The first thing to understand is that your brain is energy-hungry: “It could be using 20% of your body’s resources, even though it only accounts for 5% of the body,” says McGinniss.

So while we might think that it’s only physical hard work that tires us out, mental heavy lifting like analysis or decision-making can drain your energy too, leaving you feeling tired or irritable. (Find out how more about how to fuel you brain for work.)

Second, the brain can’t cope with too many different things at once, so multitasking is out. “The brain is like a small stage, and it can only fit so many actors. It has a serial, linear nature” says McGinniss.

Tackling several things at the same time might make you feel like you’re getting a lot done, but in reality switching between different things isn’t an efficient way of working and probably won’t do you any favours.

Third, your brain is fussy. McGinniss compares it to Goldilocks, because your neurochemistry has to be “just right” for your brain to perform at its best.

This means finding the right levels of alertness and threat. (You see optimum performance when you’re not under too much or too little pressure.)

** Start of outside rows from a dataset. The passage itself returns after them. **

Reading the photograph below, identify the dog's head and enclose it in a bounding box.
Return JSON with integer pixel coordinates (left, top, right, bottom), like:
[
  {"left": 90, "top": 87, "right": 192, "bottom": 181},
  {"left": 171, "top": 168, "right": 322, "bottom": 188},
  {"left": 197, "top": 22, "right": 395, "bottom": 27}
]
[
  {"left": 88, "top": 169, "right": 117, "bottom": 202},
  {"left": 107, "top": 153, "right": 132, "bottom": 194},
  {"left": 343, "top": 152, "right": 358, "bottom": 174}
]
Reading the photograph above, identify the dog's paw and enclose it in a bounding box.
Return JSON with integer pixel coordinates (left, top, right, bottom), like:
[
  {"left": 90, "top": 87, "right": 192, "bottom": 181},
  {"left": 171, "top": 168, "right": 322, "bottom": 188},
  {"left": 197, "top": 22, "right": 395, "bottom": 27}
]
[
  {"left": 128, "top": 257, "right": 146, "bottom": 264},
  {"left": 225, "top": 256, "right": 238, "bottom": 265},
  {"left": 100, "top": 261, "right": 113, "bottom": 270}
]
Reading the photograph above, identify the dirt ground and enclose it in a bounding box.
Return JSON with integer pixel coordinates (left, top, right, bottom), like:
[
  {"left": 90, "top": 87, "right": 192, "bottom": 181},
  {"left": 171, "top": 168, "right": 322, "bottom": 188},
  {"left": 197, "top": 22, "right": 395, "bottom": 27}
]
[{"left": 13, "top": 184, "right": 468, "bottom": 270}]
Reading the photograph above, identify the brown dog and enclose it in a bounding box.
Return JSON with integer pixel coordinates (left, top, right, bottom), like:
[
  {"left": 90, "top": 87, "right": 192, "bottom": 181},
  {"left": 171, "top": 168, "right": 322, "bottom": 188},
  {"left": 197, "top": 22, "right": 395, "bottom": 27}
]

So how can you apply this in your daily life and make neuroscience work for you?

McGinniss’s advice is:

“Look at how you currently approach your day and try to come up with different ways to become more powerful. The idea is to create habitual behaviour changes and come up with strategies for working with the brain more effectively.”

Try designing your day around what you know about how your brain works. For example:

  • Think about when you eat – don’t schedule the kind of complex tasks that tax the brain for a time when your blood sugar might be low.
  • Try to stick to one thing at a time – make different ‘queues’ for home and work to conserve mental energy.
  • Set yourself targets and deadlines – make sure you have goals to work to and the level of pressure that best keeps you motivated.

Do any of these ideas ring true to you? What could you change in your daily routine to work with your brain, rather than against it?